Fine Gael leader Enda Kenny had said that the banks were saying that the discount would be 20 per cent, while the Green Party, the junior Government partner, suggested that the discount would be 40 per cent.
Mr Cowen said there was no confusion on the Government’s part regarding the establishment of the agency.
“This is an arduous and complex task and it is being proceeded with as a priority,’’ he said.
“The question of valuation will be part of that process when we get Nama up and running.”
The appointment of legal advisers to Nama, which was due yesterday, was put back to today.
In a separate development, Bank of Ireland said that it purchased debt worth $600 million at 40 per cent of the nominal value as part of its debt buy-back deal to boost its loss-absorbing capital.
This brought the total value of the bank’s purchases of debt to €1.7 billion.
The bank said that the combined capital gain is expected to be about €1 billion.

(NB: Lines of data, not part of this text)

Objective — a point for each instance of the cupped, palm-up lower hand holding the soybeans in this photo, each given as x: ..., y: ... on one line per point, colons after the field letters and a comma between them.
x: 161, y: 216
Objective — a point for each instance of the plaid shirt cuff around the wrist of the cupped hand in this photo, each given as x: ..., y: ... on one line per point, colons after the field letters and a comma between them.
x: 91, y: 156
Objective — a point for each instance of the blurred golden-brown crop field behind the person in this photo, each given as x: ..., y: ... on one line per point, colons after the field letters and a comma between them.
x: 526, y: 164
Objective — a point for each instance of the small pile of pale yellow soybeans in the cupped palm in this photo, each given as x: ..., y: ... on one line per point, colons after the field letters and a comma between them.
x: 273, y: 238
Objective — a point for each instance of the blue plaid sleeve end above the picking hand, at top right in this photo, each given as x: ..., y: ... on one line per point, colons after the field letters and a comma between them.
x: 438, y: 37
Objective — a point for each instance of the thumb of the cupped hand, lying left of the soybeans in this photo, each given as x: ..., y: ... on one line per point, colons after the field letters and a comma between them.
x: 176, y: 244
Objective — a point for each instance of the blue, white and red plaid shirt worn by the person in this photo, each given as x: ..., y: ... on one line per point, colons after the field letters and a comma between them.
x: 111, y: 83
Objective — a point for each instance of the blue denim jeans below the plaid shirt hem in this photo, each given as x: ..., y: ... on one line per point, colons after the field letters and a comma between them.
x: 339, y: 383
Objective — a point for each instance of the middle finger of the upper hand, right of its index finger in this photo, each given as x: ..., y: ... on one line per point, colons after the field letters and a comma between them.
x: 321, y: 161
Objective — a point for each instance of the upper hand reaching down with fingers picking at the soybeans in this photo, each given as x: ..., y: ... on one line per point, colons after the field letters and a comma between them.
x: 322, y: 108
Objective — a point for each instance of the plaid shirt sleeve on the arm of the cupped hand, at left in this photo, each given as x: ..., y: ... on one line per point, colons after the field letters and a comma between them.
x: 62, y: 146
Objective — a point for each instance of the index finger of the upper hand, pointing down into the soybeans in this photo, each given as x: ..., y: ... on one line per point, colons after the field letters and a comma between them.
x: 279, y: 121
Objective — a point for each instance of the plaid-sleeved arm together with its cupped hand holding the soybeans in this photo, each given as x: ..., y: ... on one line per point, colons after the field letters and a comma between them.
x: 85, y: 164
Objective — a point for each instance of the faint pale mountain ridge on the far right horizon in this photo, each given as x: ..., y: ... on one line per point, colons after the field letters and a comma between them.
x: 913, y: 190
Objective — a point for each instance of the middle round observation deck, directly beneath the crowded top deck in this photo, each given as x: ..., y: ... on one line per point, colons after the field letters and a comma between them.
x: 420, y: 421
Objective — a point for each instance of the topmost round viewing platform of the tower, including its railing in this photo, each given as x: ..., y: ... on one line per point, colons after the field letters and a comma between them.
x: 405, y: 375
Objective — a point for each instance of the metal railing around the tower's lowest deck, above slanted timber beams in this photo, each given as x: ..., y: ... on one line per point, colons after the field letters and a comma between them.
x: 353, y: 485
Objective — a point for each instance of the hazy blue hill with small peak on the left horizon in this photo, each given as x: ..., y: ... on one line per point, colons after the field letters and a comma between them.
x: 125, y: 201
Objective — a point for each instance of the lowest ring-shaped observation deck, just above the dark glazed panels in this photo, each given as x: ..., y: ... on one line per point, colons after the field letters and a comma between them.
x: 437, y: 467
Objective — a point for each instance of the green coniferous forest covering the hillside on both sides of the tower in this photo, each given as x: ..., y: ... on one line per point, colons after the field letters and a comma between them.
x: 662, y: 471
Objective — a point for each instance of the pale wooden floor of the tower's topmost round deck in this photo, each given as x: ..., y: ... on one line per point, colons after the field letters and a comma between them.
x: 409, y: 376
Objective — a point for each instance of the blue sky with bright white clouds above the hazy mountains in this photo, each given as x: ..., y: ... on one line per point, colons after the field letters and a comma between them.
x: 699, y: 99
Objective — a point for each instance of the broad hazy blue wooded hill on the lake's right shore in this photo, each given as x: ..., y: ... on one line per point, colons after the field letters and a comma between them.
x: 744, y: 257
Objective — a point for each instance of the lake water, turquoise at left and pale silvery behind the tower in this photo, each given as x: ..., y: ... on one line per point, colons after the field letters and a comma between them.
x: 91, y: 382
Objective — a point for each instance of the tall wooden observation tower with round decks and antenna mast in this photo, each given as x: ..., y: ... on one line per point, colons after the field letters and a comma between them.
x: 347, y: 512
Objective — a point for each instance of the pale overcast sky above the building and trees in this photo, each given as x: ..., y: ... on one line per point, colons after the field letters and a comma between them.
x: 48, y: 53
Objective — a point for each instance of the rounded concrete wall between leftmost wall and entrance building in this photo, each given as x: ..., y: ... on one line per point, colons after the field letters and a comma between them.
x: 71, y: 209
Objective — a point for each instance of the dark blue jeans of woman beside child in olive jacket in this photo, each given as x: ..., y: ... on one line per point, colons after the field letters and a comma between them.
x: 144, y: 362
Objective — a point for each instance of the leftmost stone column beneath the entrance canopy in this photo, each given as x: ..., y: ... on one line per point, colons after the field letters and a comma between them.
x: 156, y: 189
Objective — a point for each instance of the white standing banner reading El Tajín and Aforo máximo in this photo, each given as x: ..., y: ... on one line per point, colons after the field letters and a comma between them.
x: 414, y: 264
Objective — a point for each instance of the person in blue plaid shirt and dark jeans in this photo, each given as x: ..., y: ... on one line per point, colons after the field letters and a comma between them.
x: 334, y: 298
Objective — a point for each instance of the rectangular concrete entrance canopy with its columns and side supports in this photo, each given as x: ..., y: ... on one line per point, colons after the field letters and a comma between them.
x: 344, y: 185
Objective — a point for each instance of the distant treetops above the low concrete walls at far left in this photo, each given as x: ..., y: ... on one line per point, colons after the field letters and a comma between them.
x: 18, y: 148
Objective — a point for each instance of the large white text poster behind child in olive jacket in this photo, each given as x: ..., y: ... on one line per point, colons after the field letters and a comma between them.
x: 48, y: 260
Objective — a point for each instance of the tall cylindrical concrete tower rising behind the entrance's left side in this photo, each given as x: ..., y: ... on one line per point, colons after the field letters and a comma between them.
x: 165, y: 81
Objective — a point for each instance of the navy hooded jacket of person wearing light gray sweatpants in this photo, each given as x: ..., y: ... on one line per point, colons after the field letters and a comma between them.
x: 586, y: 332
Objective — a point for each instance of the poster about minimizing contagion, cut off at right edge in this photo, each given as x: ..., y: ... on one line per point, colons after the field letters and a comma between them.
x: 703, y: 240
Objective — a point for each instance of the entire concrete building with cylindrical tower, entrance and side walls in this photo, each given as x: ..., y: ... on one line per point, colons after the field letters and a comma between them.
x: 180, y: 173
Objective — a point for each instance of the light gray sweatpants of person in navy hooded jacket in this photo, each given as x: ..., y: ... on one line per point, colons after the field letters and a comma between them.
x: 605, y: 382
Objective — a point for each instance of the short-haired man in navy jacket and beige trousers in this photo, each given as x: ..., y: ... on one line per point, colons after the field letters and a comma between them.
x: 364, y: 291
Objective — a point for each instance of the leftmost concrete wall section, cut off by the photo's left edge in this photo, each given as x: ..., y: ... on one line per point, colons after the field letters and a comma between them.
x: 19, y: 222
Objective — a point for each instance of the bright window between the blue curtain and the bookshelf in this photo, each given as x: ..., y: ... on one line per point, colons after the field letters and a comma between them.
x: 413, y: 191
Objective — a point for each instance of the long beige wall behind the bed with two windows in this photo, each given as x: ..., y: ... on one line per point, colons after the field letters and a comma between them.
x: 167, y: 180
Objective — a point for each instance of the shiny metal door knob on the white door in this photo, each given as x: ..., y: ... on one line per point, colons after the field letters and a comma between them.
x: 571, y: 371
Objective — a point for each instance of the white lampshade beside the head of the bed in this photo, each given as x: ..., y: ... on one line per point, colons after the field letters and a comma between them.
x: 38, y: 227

The debt buy-back programme would have boosted the bank’s equity tier one capital ratio – the key measure watched by market on the bank’s ability to absorb losses – from 6.2 per cent to 7.1 per cent at the end of March and the bank’s core tier one ratio from 9.5 per cent to 10.5 per cent.
The bolstering of the bank’s capital will help protect it against projected losses of €6 billion over the three years to March 2011.
An announcement on the reforms of banking regulation is understood to be imminent.
The Government has previously outlined that it plans to merge the Central Bank and Financial Regulator, while the regulator’s consumer information role where 30 staff are employed is expected to be moved to the National Consumer Agency.
The legal roles within the regulator’s consumer body will likely remain with the new entity.